Figure 2 The CD276-expressing ESCC PSO specifically disintegrated by iPSC CD276-targeted CAR-NK cells. The ESCC PSO (primary cancers surgically resected) and NC PSO (adjacent esophageal epithelium located 2cm away from the proximal edge of ESCC) were obtained and processed from the surgical specimens. When co-cultured with iPSC-derived CD276-targeted CAR-NK cells at the same dosage from day 1 to day 5 (A), the CD276-expressing ESCC PSO experienced significant disintegration and suspension, while the CD276-negative NC PSO persisted and continued to grow during the same period. Moreover, the CD276-expressing ESCC PSO maintained its viability and growth morphology when cultured with iPSC NK cells or NK-culturing medium until day 5. These observations indicate that the characteristics of the PSO remain unaffected, except when lysed by CAR-NK cells, when evaluating the efficacy of NK or CAR-NK cells. In (B), the viable normal organoids were embedded in paraffin and sectioned with a thickness of 4um. Hematoxylin and eosin (HE) staining was subsequently performed on the organoid sections.

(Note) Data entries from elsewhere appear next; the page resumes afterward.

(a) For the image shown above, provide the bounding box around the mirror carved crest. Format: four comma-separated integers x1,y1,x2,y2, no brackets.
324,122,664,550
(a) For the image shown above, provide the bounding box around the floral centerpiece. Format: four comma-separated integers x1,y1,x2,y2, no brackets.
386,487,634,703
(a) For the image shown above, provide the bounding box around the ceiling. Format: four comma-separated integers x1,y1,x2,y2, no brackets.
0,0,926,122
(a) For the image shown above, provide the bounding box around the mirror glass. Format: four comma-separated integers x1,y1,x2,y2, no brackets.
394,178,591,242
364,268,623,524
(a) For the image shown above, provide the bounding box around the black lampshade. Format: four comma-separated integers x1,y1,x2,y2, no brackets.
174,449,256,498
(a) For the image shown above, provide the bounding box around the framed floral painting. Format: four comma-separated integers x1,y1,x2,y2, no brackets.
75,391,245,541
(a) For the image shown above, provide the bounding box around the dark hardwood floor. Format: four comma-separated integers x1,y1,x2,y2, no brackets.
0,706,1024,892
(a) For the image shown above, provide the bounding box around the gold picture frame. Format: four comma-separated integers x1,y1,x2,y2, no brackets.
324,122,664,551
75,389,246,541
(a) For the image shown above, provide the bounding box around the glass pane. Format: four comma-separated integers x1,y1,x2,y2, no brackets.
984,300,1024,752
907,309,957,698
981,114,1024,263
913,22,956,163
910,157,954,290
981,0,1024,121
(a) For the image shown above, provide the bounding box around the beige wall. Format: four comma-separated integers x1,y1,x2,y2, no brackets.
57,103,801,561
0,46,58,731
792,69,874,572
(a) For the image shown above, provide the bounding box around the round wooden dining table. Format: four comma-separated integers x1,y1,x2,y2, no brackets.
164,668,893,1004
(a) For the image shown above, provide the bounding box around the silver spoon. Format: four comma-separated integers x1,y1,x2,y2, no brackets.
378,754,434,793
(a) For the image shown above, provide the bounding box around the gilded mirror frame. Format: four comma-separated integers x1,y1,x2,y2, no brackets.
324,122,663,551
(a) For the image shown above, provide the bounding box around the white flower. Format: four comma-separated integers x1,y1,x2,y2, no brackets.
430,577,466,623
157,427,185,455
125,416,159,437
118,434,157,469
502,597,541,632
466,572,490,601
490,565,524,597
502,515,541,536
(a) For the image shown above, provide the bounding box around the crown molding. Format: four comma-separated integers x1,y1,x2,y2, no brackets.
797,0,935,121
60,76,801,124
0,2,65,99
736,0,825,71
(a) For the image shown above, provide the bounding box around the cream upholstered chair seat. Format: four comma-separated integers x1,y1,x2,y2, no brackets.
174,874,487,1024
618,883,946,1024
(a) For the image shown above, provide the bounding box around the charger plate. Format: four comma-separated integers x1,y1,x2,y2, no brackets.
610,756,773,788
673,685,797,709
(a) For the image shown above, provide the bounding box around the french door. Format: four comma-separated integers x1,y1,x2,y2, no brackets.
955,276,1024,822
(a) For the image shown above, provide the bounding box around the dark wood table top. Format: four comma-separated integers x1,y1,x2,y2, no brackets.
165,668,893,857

The tissue architecture and cellular morphology of the organoids appeared similar between day 0 and day 5. This implies that the organoids remained viable and exhibited normal growth during the early stage. Scale bar, 30 µm. (C) was the immunohistochemistry staining of CD276 in a representative ESCC patient sample section (176114). Scale bar, 50 µm. (D) showed the fluorescence of cancer cell vitality in PSO cultured with CD276-CAR NK cells, iPSC-NK cells and NK-culturing medium respectively at 0 and 8 hours. In (E), relative fluorescence intensity of cancer cell vitality in PSO faded away at 8 hours when co-cultured with CD276-CAR NK cells, but remained high vitality in any of the other groups at the same time (left). The PSO lysis ratio in the CD276-CAR NK group was significantly higher than any of the other groups (right). *P < 0.05.

Following ESCC PSO manufacture, the released single cells were collected and cultured in flasks to generate patient-specific primary cultured cancer cells. To demonstrate the significant cytotoxicity of iPSC CD276-targeted CAR-NK cells against CD276-expressing primary cultured ESCC cells, we conducted a CCK-8 assay. We measured the viability of primary cultured ESCC cells from a total of 16 cases of CD276-positive ESCC patients (Supplementary Figure 1). These cells were co-cultured with iPSC CD276-targeted CAR-NK cells (with replication of 16 times in 16 wells for each patient) and compared with co-cultures involving iPSC NK cells (replicated 16 times in 16 wells for each patient) and the NK cell culture medium (replicated 8 times in 8 wells for each patient) groups. The results of this analysis indicated that iPSC CD276-targeted CAR-NK cells displayed significant cytotoxicity against CD276-expressing primary cultured ESCC cells in comparison to the iPSC NK cell group or the NK cell culture medium blank control (Figure 3).

Figure 3
www.frontiersin.org

Figure 3 The significant cytotoxicity of iPSC CD276-targeted CAR-NK cells against CD276-expressing primary cultured ESCC cells detected by using CCK-8 assay. We measured the viability of primary cultured ESCC cells from a total of 16 CD276-positive ESCC patients. These cells were co-cultured with iPSC CD276-targeted CAR-NK cells (with replication of 16 times in 16 wells for each patient) and compared with co-cultures involving iPSC NK cells (replicated 16 times in 16 wells for each patient) and the NK cell culture medium (replicated 8 times in 8 wells for each patient) groups. The iPSC CD276-targeted CAR-NK cells displayed significant cytotoxicity against CD276-expressing primary cultured ESCC cells in comparison to the iPSC NK cell group or the NK cell culture medium blank control (refer to Figure 3). All the ratios of NK: ESCC cells were 1:2. *P < 0.05, **P < 0.01, ***P < 0.001, ****P < 0.0001, One-way ANOVA and Newman-Keuls test, ns: non significance.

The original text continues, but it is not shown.